La memoria. Esa trampa al solitario. Ese baúl sorprendente. Ese trastero misterioso en el que almacenas cosas que no son como creías que eran. Esa luz cambiante sobre una identidad siempre en construcción, ese vuelo sesgado de la imaginación sobre el territorio movedizo de tu autobiografía. Verano azul. Niños silbando en bici sin tener la más remota idea de que la vida va en serio. Piraña devorando un bocadillo tras otro. Chanquete con el acordeón. No nos moverán.

Los hipotéticos protagonistas de una versión actual de Verano azul se comunicarían a través del móvil y tal vez no se harían amigos inseparables de un viejo solitario que vive en un barco y de una pintora tendente a la depresión que no para de fumar.

Mientras el personal a la última en el ámbito de la ficción audiovisual comenta las últimas producciones, en casa vemos la veraniega obra de Antonio Mercero con los niños. Recordaba la serie de cuando yo también era pequeño e inocente. Al verla disponible no sabía que les iba a gustar tanto. Una simple prueba durante el confinamiento. Después los episodios en bucle, las historias repetidas que no cansan.

Y el caso es que la serie no es lo que yo tenía guardado en el disco duro de la rememoración nostálgica. Yo pensaba encontrar un mundo lleno de amables concesiones al espectador infantil y juvenil. Y es cierto que no escasean las tramas orientadas hacia el humor para todos los públicos, pero también lo es que abundan los momentos que hoy suelen brillar por su ausencia en la narrativa audiovisual para chavales, instantes melodramáticos subrayados por la lacrimógena música de Carmelo Bernaola. Julia, la pintora, está de bajón porque recuerda el accidente de tráfico en el que murieron su marido y su hija, un golpe que la llevó a un sanatorio mental. El padre de Desi (Carlos Larrañaga como prototipo del macho ibérico) se mete en una casa de encuentros furtivos mientras su hija no puede soportar el olor a matrimonio podrido. Bea «se hace mujer» en el baño ante el estupor de Tito, su hermano (y de mis hijos, caras de perplejidad compartida). Un viejo mago constata su irremediable decadencia de temblor etílico en las manos y trucos fallidos. El entrañable lobo de amar acaba sucumbiendo al poder de la enfermedad y todo se vuelve una pena inconsolable para los niños y no tan niños que se han pasado el verano comiendo sardinas en La Dorada...

Tragedia, infidelidad, menstruación, fracaso, muerte... no era precisamente lo que recordaba.

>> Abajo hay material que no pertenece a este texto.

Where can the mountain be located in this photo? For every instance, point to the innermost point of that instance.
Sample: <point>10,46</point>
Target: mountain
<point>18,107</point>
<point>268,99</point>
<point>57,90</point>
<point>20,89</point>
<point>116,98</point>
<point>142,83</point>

Tal vez no estamos acostumbrados a que nuestros hijos vean hoy en día series manchadas de realidad, aunque sea un poco. De hecho le estamos dando largas a los capítulos finales (ustedes ya imaginarán), aunque puede que los niños ya vislumbren el fúnebre desenlace a causa de algún que otro anticipo adulto, sutiles indirectas del tipo «¿y ya se ha muerto Chanquete?».